Saccos which have embraced modern technology in service delivery have the competitive edge in the market however such are not a majority in Kenya or perhaps East Africa as it emerged at the premier SACCOtech summit held at the Serena hotel in Nairobi.
Harry Hare the Chairman CIO East Africa observed that between SACCOs and Technology there is a disconnect, pointing out to the value proposition that SACCOs would offer going forward to enhance their visibility amidst the tough competition they face in the financial industry.
For the life of SACCOs, they have been associated to the older folks, who like the saccos, have acclimatized the traditional way of doing business and are okay with that.
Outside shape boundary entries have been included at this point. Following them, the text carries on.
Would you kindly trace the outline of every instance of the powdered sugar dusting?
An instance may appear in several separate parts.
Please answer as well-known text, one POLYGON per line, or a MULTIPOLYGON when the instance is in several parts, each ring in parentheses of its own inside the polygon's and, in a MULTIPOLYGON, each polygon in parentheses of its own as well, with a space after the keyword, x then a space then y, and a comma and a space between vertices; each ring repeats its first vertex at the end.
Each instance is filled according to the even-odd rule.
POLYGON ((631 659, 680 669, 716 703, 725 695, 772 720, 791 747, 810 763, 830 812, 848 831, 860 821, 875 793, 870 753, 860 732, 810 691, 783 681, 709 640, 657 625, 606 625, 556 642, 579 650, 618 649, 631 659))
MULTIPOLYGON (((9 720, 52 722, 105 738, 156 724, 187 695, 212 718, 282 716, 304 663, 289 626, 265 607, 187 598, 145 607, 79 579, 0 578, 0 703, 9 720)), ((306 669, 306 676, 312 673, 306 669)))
“SACCOs should and must change their models of operations and up their game at how they do business; it is not business as usual!” says Tony Otieno, ACOSCA who hopefully promises the rise of SACCOs saying; ”We cannot afford to kill SACCOs when they are the single institutions who have been able to serve the Bottom Billion.”
Unlike in the banking sector, Saccos have continued to grow with very little technological interventions, but the sector is now ripe for technology driven efficiencies and innovation, to digitally transform and deploy technologies and to meet the changing customer demands as well as transform the customer experience.
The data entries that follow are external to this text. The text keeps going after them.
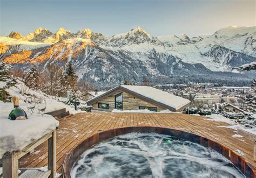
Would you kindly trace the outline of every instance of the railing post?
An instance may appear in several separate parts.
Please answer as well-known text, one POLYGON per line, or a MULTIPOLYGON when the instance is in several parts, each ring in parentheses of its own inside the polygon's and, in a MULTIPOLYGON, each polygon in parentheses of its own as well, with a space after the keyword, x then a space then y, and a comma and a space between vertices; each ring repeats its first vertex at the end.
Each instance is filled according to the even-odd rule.
POLYGON ((15 152, 7 152, 3 156, 3 177, 18 178, 19 159, 15 152))
POLYGON ((50 177, 55 178, 56 175, 56 130, 48 139, 48 169, 51 170, 50 177))

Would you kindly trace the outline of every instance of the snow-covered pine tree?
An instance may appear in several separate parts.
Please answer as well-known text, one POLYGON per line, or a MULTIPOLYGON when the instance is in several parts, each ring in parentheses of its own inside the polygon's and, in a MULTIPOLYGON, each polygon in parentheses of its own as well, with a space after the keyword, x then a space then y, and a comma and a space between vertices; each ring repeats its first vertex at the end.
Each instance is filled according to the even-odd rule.
POLYGON ((76 91, 77 89, 77 79, 76 69, 71 62, 68 62, 64 71, 64 78, 68 82, 69 88, 72 91, 76 91))
POLYGON ((39 75, 38 70, 33 67, 26 73, 24 82, 29 88, 34 89, 39 89, 39 75))
MULTIPOLYGON (((256 70, 256 61, 246 63, 234 68, 243 71, 256 70)), ((247 109, 255 112, 256 111, 256 81, 255 79, 253 79, 252 82, 251 88, 254 91, 254 95, 248 95, 246 97, 242 98, 246 101, 245 104, 247 106, 247 109)))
“Saccos have done well in past in but for their laxity in adjusting to technological advancements. Their major breakthrough is in Data Analytics and the embracement of technology,” says Joel Onditi, CEO Pathways International. Adding; “Tradionally SACCOs have been the place we throw in loose money but that is changing as SACCOs now compete with other financial institutions like banks.”
CIO East Africa hosted the premier SaccoTech Summit in Nairobi, for the East African region to enable SACCOs tap into disruptive technologies that would help see their growth and not death as a presenter of that summit said, that if SACCOs cannot change with the technology then they will soon be faced out.